35 views Asked by At

I have a parquet file in google cloud bucket which I want to make a query upon.

As per one of the answer mentioned I have added the configuration in core-site.xml under $DRILL_HOME/conf as below-

<configuration>
        <property>
                <name>fs.gs.impl</name>
                <value>com.google.cloud.hadoop.fs.gcs.GoogleHadoopFileSystem</value>
        </property>

        <property>
                <name>fs.gs.project.id</name>
                <value><my_project_id></value>
        </property>

        <property>
                <name>google.cloud.auth.service.account.enable</name>
                <value>true</value>
        </property>

        <property>
                <name>google.cloud.auth.service.account.json.keyfile</name>
                <value><path_to_json></value>
        </property>
</configuration>

Then I added this in storage-plugins-override.conf -

{
  "name": "gcs",
  "config": {
    "connection": "gs://<my_bucket>",
    "enabled": true,
    "formats": {
      "json": {
        "type": "json"
      }
    }
  }
}

After saving this, I restarted the drill.

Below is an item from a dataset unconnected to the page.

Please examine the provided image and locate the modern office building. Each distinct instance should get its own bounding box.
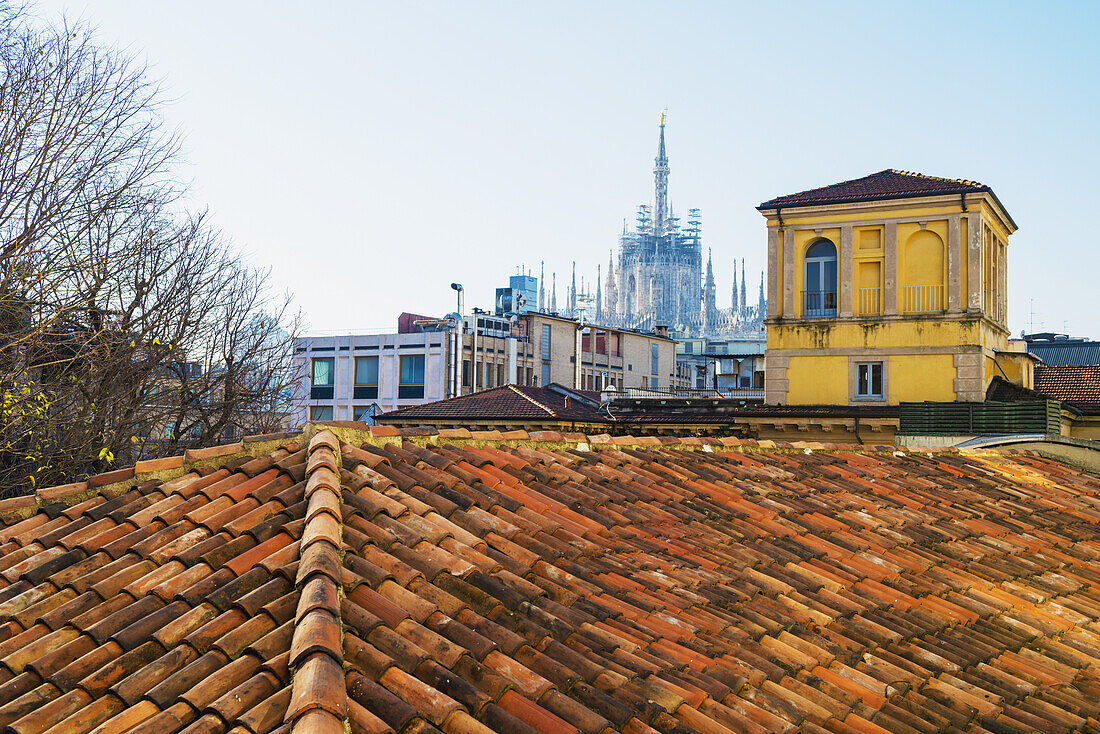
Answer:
[295,310,677,423]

When I am running command show schemas;, the gcs schema is not showing up which is bloking me to make any query on the parquet file in GCS.

When I run use gcs;

Error is coming as

Error: SYSTEM ERROR: ClassNotFoundException: Class com.google.cloud.hadoop.fs.gcs.GoogleHadoopFileSystem not found

Then I checked the logs in sqlline.log

Caused by: java.lang.ClassNotFoundException: Class com.google.cloud.hadoop.fs.gcs.GoogleHadoopFileSystem not found

What am I am missing? Thanks in advance.

Tried in web UI of drill by creating storage plugin for gcs. The configuration looks like:

{
  "type": "file",
  "connection": "gs://my-bucket",
  "config": {
    "store.format": "parquet"
  },
  "formats": {
    "parquet": {
      "type": "parquet"
    }
  },
  "enabled": true
}

That is also not working.

1

There are 1 answers

0
Dzamo Norton On

You should install Google's Cloud Storage connector for Hadoop into the jars/3rdparty directory on each of your Drillbits.